The material for the album was unearthed during a fruitful crate-digging trip, when Khan and Carey obsessed over some rare psychedelic tracks from other countries. They found two songs from Iran: "Ghoroobaa Ghashangan" (on the Light in the Attic comp Zendooni) and "Helelyos" (a song by Iranian singer Zia that's appeared on several Iranian pre-revolutionary pop compilations). Two songs are featured on the Raw 45s of Morocco comp: "Ha Howa Ha Howa" and "Kassidat El Hakka". The original version of "Lam Plearn Kiew Bao" is from Thailand and can be found on a Soundway comp. These songs' messages of liberation and passion are well suited to Khan's voice, especially at its most intense.

Compared to The Haunted Man, Khan's untethered presence on Sexwitch is a departure. Her Bat for Lashes work foregrounds structure and melody, but here she takes key phrases and molds them, repeating and inverting them. When necessary, she makes her voice percussive, especially when she emphasizes the repeated words "my dark girls" on "Helelyos". Khan's performances are equal parts wild and controlled, and TOY have no trouble nailing these songs. They're funky on "Ghoroobaa Ghashangan" and their percussion work on "Kassidat El Hakka" is satisfyingly heavy.
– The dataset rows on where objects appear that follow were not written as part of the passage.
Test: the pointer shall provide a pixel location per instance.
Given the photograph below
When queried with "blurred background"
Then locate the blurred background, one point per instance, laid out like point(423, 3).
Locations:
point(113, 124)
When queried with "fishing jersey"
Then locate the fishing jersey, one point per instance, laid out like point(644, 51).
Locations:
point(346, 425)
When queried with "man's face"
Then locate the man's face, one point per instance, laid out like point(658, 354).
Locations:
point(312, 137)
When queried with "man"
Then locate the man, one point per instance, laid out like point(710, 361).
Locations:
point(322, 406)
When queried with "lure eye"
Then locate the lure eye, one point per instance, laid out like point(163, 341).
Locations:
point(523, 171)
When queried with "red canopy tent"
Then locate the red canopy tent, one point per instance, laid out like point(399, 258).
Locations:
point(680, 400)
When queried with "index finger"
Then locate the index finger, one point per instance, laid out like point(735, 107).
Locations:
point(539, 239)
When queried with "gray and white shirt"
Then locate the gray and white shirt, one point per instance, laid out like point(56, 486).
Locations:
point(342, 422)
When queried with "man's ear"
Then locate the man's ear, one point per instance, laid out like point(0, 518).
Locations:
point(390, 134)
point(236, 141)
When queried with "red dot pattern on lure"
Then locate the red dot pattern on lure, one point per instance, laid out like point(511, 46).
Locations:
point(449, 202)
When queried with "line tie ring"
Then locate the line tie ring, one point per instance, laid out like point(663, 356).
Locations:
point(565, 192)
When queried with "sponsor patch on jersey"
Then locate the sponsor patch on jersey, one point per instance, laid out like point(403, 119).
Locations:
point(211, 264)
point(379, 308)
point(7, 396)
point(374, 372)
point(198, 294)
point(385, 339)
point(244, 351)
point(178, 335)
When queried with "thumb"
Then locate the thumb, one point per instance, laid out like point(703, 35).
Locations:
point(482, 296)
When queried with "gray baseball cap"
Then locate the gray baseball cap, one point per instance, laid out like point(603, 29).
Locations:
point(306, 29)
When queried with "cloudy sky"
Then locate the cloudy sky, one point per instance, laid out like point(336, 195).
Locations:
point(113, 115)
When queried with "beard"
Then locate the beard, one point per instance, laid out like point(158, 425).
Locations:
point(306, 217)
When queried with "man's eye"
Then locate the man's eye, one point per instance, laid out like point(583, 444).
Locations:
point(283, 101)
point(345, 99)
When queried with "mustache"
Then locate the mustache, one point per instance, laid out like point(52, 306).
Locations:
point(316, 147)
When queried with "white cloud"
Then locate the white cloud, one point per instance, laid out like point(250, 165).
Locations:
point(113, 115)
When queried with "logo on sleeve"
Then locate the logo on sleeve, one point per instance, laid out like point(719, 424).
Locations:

To Carey's credit, this album sounds great, too.

But since every song on Sexwitch is a cover, it begs the question: What do Sexwitch's versions add? Occasionally, they feel overlong. Repetition is key to this music, but after several cycles, tracks begin to plod, broken up only by Khan's vocal work. The Sexwitch interpretations lose vital elements from the originals like horns, organs, and bells.

The most successful cover is arguably the closer: Skip Spence's "War in Peace". It's an excellent choice, and it offers Sexwitch the opportunity to simmer, jam, and gradually ramp back up. "War in peace," Khan sings, adding, "What a funny combination." The song is proof that they can thrive in the sweet spot between unchained freewheeling psychedelia and something more regimented and precise like "All Your Gold". But then again, why tame a band that's hell-bent on staying untamed?